The granting of leave to appellee, however, to file the intervening petition and the orders in connection therewith were erroneous for another reason, namely, because at the time of granting the leave the partition case in which the petition was filed was pending in the Supreme Court on appeal. The law is well settled that when an appeal in a case is perfected to the Supreme or Appellate Court, the court from which the appeal has been taken loses jurisdiction of the case until after the appeal has been finally disposed of by appellate tribunal. Reynolds v. Perry, 11 Ill. 534; Owens v. McKethe, 5 Gilm. (Ill.) 79; Simpson v. Alexander, 5 Gilm. (Ill.) 260; Smith v. Chytraus, 152 Ill. 664; Cowan v. Curran, 216 Ill. 598; Bowar v. Chicago West Division Ry. Co., 136 Ill. 101; Barnes & Co. v. Chicago Typographical Union No. 16, 232 Ill. 402; Merrifield v. Western Cottage Piano & Organ Co., 238 Ill. 526; People v. Pam, 276 Ill. 181, 184; People v. Wiley, 284 Ill. 186, 189; City of Chicago v. Lord, 281 Ill. 414, 416; German-American Sav. Loan & Building Ass’n v. Trainor, 293 Ill. 483, 493. It is pointedly stated in the case last above cited: “Pending the appeal the circuit court was without authority to make any order affecting the interests of any of the parties or in any way affecting the costs.”
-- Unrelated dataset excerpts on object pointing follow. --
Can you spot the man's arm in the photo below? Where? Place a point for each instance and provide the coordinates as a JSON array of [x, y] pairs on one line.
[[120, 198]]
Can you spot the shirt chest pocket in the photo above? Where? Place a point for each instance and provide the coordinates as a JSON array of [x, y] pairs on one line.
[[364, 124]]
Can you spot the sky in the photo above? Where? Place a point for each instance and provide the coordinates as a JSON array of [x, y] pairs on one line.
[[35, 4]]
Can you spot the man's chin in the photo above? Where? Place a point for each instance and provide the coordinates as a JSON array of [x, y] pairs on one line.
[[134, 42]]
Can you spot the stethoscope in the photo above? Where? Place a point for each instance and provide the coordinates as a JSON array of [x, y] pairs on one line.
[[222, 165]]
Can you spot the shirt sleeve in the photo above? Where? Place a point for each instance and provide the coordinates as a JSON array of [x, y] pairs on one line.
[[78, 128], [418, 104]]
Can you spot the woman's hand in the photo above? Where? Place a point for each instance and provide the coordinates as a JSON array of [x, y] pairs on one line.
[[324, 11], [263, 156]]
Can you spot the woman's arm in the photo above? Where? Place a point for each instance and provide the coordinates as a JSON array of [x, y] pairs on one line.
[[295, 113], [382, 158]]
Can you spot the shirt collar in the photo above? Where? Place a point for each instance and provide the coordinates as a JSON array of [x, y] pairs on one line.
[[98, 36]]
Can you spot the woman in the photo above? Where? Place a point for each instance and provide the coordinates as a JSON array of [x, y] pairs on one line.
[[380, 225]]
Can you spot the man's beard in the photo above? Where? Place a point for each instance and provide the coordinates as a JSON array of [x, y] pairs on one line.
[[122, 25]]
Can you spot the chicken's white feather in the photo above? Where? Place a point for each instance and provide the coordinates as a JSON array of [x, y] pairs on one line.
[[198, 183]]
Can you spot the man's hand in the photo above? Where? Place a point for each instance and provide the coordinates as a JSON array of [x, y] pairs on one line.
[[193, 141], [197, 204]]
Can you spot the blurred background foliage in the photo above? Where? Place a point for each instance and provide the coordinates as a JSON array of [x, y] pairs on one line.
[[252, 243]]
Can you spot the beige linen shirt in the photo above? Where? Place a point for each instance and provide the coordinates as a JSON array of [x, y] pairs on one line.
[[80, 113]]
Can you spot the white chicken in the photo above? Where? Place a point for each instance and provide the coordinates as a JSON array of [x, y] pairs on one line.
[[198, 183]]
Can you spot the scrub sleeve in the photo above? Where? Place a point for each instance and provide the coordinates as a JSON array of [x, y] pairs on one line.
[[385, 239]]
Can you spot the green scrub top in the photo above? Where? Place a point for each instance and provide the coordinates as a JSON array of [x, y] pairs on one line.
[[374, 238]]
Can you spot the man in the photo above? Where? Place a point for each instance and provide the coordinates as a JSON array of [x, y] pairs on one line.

Concerning the error assigned upon the rendition of the decree granting the relief prayed for in the • petition, it will be noticed that the particular finding in the decree upon which the court bases the right of appellee to a lien is as follows : “That a decree in the sum of $4050.00 was entered in favor of said Helen J. Masters against said Edgar Lee Masters in the Superior Court of Cook County, Illinois, on January 11, 1927”; and that execution was duly issued on said decree against Edgar Lee Masters and was levied by the sheriff of the county of Sangamon in the State of Illinois on the interest of said Edgar Lee Masters in the premises in question. The court finds her right to a lien from, evidence adduced of a decree rendered on January 11, 1927, which is a different decree and rendered at a different time from the one referred to in the petition. This was error. Ohling v. Luitjens, 32 Ill. 23; Houlihan v. Morrissey, 270 Ill. 66; Kelly v. Kelly, 293 Ill. 169. In Houlihan v. Morrissey, supra, the court said: “We are of opinion that this decree must be reversed, if for no other reason, because the decree finds a different state of facts upon which relief is granted from the facts alleged in the bill. This clearly appears from an examination of the bill and decree. * * * The allegations of the bill and the proofs must correspond. A complainant, to recover at all, must do so on the casé made by the bill, and will not be permitted to state one case in the bill and make a different one by the proof. Even though the evidence may make a meritorious case, if it is variant from the case made by the bill, the bill should be dismissed.” And in Kelly v. Kelly, supra, the court pointed out that: “It is a fundamental rule of equity pleading that the allegations of a bill, the proof and the decree must correspond, and that the decree cannot give relief which the facts disclosed by the evidence would warrant, where there are no averments in the bill to which the evidence can apply. ’ ’

For the reasons stated, the decree entered on the intervening petition is reversed and the cause is remanded with directions to dismiss the intervening petition.

Reversed and remanded with directions.